After all the iterations, the current best bat x* gets improved and acts as the solution to the problem.

  • IV.    MapReduce Model

Map Reduce is programming model and an abstraction proposed by Google - Dean and Ghemawat [5] for processing large volumes of data in parallel. This Model exploits parallelism by splitting the input data into blocks which are processed by the map and reduce tasks in a completely parallel manner. And it is applicable to those parallel computing problems in which same operation is applied on each data item and whose output is consumed by other operations in groups.

MapReduce Programming Model takes the input in the form of (key; value) pairs and operate on data in mainly three stages:

  • 1.    Map Stage:

  • 2.    Shuffle Stage:

  • 3.    Reduce Stage

In the map stage, the user defined map () function takes as input a single (key; value) pair and produces as output any number of intermediate (key; value) pairs. It is crucial that the map operation is stateless - that is, it operates on one pair at a time. This allows for easy parallelization as different inputs for the map can be processed in different machines.

MAP : ( K 1, V 1) LIST ( K 2, V 2)       (8)

In shuffle phase, all of the map’s output (key; value) pairs are sorted and all values associated with same key is grouped together in a value lists which is then send to reduce () function. This occurs automatically without any programmer intervention.

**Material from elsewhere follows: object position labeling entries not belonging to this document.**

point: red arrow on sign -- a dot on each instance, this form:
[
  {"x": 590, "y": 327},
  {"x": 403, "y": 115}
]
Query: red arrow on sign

In the reduce stage, each user defined reduce () function takes all of the values associated with a single key k and outputs a multi set of (key; value) pairs with the same key k. This highlights one of the sequential aspects of MapReduce computation i.e. all of the maps need to finish before the reduce stage can begin. And in the reduce step, the parallelism is exploited by observing that reducers operating on different keys can be executed simultaneously.

REDUCE : ( K 2, list ( V 2)) LIST ( V 2)     (9)

Apache Hadoop is an open source software framework for distributed processing which has successfully implemented Google’s MapReduce and file system in its modules.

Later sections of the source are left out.